I also have websites available for students to research Kate DiCamillo  and find more books that they want to add to their "To Read" lists.  Harper Collins Publishers has this website called the Author Tracker and Reading Rockets has many more authors on this site.
Do you have a genre of the month or an author study?  I'd love to hear what you do with yours!

Sunday, February 9, 2014

Winter Haikus

I love haikus.  They're one of my most favorite forms of poetry.  They're also like a shot in the arm for our waning excitement for writing during those dreary days of winter.  Thus, the winter haiku idea was born.  Write a haiku with a winter theme, attach it to a snowflake on a piece of construction paper.  What could be easier or more fun?

Another thing I love is making paper snowflakes.  Except, I don't like having to explain how to cut a rectangular piece of paper into a circle over and over again.  Enter the coffee filter snowflake.

There's even a YouTube video with a stinking cute boy named Ethan making them step-by-step:

I'm loving the way the haikus and snowflakes are turning out so far in the classroom!  I'll have to share more when I have the finished products.

Sunday, February 2, 2014

Where do You Gather Your Educational Videos?

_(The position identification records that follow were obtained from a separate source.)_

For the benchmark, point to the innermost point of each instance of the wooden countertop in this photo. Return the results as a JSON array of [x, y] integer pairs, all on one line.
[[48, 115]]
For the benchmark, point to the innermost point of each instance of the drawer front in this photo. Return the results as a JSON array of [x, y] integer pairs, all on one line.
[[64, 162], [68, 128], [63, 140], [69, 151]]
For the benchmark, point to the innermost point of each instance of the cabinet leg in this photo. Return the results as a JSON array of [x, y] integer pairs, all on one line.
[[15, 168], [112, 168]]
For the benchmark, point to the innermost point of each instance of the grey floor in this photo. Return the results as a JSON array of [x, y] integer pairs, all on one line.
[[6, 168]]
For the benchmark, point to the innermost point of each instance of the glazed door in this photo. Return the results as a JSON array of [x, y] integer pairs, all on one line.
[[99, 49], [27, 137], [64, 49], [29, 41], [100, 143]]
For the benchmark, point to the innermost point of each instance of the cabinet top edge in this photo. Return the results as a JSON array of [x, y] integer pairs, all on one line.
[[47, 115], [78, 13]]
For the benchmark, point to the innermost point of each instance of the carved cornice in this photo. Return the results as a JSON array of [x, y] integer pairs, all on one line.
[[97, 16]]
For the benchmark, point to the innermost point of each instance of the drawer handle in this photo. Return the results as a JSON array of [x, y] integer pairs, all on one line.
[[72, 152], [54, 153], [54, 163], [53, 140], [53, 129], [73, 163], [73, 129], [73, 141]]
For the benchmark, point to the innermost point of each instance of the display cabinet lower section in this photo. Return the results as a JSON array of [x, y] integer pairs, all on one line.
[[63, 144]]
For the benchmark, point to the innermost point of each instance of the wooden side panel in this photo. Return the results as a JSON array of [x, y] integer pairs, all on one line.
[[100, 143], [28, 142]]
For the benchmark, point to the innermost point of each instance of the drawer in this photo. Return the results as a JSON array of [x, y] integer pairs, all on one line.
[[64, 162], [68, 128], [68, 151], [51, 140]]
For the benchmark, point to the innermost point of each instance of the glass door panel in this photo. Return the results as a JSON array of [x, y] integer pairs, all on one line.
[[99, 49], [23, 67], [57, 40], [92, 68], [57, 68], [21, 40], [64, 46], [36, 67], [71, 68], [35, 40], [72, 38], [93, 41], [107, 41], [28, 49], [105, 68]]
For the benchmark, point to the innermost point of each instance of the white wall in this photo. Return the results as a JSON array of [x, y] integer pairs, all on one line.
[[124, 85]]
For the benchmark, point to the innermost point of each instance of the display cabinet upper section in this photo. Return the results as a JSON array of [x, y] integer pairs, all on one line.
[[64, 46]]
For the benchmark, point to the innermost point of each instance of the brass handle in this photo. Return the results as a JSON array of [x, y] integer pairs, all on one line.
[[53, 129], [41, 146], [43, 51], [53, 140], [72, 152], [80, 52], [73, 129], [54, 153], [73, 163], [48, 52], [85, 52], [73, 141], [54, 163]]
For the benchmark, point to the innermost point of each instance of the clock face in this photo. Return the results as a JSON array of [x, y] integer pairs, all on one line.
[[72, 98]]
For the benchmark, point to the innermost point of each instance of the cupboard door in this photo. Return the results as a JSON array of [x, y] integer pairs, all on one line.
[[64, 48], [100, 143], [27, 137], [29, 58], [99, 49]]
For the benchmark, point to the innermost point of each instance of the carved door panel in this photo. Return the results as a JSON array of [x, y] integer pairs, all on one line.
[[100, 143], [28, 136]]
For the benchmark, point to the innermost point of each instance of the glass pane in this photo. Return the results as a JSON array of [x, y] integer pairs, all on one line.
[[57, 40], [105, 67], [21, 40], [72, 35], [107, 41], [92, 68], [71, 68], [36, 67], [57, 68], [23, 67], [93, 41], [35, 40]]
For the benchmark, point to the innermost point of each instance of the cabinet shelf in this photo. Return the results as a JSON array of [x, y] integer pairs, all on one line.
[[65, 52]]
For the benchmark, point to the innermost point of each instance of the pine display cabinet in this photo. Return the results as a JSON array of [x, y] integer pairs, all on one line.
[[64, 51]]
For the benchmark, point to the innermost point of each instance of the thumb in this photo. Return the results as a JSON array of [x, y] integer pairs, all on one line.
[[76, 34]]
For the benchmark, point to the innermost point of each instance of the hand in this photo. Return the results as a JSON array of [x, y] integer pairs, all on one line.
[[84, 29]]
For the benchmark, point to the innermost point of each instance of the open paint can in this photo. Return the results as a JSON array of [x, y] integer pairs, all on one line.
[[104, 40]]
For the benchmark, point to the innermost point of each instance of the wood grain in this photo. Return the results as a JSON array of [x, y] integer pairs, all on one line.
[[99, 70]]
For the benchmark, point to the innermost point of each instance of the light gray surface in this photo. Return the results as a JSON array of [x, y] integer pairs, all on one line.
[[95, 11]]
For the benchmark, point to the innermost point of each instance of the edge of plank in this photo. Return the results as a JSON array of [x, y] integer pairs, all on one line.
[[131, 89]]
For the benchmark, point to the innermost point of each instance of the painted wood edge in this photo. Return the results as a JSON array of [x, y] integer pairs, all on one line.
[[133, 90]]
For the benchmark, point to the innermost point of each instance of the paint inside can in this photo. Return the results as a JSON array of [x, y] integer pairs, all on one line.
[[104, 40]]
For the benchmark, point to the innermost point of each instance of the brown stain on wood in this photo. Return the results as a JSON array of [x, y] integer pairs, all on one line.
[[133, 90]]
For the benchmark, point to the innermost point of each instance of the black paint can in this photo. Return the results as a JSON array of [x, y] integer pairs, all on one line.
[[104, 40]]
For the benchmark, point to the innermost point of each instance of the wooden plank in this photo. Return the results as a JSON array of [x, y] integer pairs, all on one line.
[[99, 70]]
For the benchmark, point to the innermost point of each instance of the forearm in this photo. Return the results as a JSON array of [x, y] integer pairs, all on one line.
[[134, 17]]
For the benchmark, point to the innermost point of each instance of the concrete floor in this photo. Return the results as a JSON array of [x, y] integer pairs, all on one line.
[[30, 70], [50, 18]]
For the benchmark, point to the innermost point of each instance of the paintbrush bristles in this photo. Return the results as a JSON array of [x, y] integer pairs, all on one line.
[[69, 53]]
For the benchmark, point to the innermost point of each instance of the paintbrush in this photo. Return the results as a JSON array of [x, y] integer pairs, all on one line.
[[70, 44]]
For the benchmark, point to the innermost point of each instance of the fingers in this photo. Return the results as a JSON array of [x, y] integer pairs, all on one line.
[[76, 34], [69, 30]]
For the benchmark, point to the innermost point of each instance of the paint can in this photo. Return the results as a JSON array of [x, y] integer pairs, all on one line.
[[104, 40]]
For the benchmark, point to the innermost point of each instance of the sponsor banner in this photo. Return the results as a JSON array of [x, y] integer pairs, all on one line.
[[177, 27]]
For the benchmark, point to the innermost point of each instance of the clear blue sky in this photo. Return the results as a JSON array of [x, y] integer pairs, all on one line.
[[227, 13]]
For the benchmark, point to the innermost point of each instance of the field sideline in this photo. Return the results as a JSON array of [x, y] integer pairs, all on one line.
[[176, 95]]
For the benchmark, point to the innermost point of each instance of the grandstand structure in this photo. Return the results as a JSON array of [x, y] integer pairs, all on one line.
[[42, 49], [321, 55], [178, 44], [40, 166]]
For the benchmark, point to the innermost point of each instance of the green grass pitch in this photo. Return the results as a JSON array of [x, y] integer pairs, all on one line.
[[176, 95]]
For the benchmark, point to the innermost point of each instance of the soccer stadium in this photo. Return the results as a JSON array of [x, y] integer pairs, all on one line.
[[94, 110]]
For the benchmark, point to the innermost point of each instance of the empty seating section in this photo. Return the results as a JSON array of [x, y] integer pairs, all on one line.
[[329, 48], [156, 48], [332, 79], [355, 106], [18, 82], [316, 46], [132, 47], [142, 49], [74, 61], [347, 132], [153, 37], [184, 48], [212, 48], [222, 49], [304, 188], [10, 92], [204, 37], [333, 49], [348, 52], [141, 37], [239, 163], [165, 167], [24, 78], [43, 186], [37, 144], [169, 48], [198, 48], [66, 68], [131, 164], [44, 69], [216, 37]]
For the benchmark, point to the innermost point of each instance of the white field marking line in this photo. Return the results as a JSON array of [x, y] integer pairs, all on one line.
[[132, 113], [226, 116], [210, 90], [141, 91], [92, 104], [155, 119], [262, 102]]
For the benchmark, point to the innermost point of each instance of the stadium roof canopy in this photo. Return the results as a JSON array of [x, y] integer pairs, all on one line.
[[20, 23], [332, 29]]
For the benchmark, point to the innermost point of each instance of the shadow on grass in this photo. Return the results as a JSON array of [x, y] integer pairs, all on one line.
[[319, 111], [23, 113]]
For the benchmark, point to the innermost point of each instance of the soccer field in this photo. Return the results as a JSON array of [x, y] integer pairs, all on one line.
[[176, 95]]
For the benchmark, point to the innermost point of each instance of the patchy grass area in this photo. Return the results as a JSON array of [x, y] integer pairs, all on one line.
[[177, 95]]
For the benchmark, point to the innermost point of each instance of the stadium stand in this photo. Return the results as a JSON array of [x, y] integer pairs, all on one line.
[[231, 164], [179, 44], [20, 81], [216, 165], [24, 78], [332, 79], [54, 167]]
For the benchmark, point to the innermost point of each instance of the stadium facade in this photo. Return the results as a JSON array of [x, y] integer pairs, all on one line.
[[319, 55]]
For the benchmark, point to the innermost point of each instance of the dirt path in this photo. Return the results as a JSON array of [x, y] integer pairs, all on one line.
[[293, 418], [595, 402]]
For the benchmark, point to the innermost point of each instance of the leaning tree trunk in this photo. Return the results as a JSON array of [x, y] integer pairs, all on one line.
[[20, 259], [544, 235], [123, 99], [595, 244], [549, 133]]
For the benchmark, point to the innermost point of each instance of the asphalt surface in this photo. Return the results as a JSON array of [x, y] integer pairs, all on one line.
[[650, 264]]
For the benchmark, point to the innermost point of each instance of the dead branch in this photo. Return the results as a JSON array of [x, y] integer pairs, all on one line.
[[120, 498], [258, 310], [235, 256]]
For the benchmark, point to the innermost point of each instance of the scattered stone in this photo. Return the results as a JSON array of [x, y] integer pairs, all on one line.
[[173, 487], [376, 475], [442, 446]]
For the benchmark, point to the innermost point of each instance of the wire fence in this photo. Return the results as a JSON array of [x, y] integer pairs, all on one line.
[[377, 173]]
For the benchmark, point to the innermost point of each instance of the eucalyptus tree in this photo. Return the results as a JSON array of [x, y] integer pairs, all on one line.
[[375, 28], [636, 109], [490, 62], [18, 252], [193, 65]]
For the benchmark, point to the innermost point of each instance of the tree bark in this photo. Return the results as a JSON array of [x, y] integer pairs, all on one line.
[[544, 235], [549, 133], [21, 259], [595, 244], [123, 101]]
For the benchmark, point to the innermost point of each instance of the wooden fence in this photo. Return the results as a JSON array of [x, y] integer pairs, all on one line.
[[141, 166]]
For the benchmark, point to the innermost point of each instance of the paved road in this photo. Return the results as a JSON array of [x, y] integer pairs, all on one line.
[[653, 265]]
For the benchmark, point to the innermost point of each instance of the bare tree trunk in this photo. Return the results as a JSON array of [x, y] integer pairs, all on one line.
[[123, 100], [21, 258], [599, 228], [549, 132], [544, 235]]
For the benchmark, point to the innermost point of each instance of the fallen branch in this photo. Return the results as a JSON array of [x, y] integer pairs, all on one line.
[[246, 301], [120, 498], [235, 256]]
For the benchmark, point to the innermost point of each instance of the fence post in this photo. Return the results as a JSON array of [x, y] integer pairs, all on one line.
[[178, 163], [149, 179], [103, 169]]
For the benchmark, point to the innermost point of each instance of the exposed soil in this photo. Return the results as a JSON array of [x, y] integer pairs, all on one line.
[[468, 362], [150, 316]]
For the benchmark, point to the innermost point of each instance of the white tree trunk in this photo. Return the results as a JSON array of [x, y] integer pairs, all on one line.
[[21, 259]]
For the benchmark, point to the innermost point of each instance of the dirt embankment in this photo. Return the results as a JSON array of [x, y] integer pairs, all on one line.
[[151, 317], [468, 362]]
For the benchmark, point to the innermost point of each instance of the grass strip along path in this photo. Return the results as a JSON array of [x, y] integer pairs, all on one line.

YouTube is great ...  most of the time.  It sometimes makes crazy recommendations after we're done watching the video that I don't want my students to see or comment on.  So, what alternatives are there?

One of my most favorite (and FREE) websites is WatchKnowLearn.   

Why do I love it?  Let me count the ways:
  1. It gathers videos from TeacherTube, YouTube (yes, I still use it), and a host of other websites so you don't have to go looking at all of them at once.
  2. You can change the age filter so it only searches for age-appropriate material for your students.
  3. Teachers can even directly upload the videos they've personally created. 

In short, it's a lifesaver for me.

How about you?  What website do you rely on for quality educational videos?

Reading Comprehension Strategy: Ask Questions

Asking questions seems to come so naturally for students, doesn't it?  Natural until asked to do so about what they're reading.  Then, it seems to need a lot more prompting and modeling from the teacher.

I choose my mentor texts for this strategy based off of how many plot twists the books have or the higher level of vocabulary.  The following are some of my top picks:

Most books by Chris Van Allsburg will keep the reader guessing about what's going on.

Mr. Peabody's Apples will keep the reader guessing about the moral character of the main characters.

We use the "Before, During, and After" reading organizer and the following language to begin our questions:

I wonder...
I am not sure why...
I am curious about...
How does...
I was confused when...
Why didn't...

Do you use any particular texts or organizers for Asking Questions?  I'd love to hear them!